L’umorismo, la satira dovrebbero far ridere, ma certe espressioni ”estremisticamente finalizzate” possono far ridere soltanto persone che condividono certi presupposti ideologici; negli altri suscitano soltanto sdegno e disgusto, perché forniscono unicamente la misura di tragedie inconsapevolmente evocate. Gli sketch, che feriscono violentemente sentimenti e credenze di vasti strati di credenti, irrisi nella semplicità delle loro convinzioni, rappresentano l’esatto opposto del percorso di accoglienza che occorre mettere in atto nei confronti dei milioni di extracomunitari che vivono orami stabilmente nei paesi europei e delle masse di migranti che caratterizzano il nostro tempo.
È sempre più evidente che proprio questi milioni di esseri umani rappresentano l’obbiettivo dell’ estremismo violento: sono loro che vanno aizzati contro l’Occidente per poter sperare di vincere la partita. L’orrore delle stragi di Parigi ha richiamato a Place de la République e a Place de la Nation decine e decine di capi di stato e di governo ed esponenti politici di tutto il mondo e milioni di persone a sostegno della libertà di espressione, fondamento di ogni vera democrazia, e a testimonianza della condanna delle efferatezze delle imprese terroristiche.

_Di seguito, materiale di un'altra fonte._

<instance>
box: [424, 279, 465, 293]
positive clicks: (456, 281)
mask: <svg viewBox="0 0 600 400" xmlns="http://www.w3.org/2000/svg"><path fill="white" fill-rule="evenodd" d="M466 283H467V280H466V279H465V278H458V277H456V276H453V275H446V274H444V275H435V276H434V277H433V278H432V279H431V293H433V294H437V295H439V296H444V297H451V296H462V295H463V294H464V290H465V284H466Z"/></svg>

Non si tratta di mettere in discussione i principi. Non si tratta di dimenticare Voltaire, quando affermava di poter dare la vita per garantire il diritto del suo avversario a dire quel che pensa e del quale non condivideva le idee. Il problema riguarda il dibattito all’interno delle società democratiche e la necessità di fare chiarezza sulla complessità connesse con l’uso degli strumenti della democrazia. Perché ci sono segnali inquietanti: migliaia di ebrei lo scorso anno hanno lasciato la Francia, per il clima di antisemitismo che serpeggia nel paese: al di là delle stragi di Tolosa e dell’ipermercato Kosher, il ripetersi di aggressioni, il diffondersi dell’equiparazione tra ebrei e nazisti…
Lo scontro tra multiculturalisti e identitari si trascina tutto su dati superficiali, che da un lato ignorano la genesi storica della democrazia, il suo stretto legame con la tradizione occidentale, le difficoltà non di un’esportazione della democrazia (Impresa assurda) ma della necessità di far sgorgare i principi di libertà ed eguaglianza in culture che non hanno registrato il percorso storico di oltre venticinque secoli di approfondimenti e dibattiti da cui essi sono scaturiti. E dall’altro l’incapacità di distinguere fra stato e nazione e di rileggere la vicenda lungo la quale nel corso del secolo decimonono la “nazione” finisce con l’assimilarsi con lo stato, ereditandone la filosofia del potere e della conquista delle monarchie assolute, sfociando nel nazionalismo fascista e sotterrando la fraternità tra i popoli.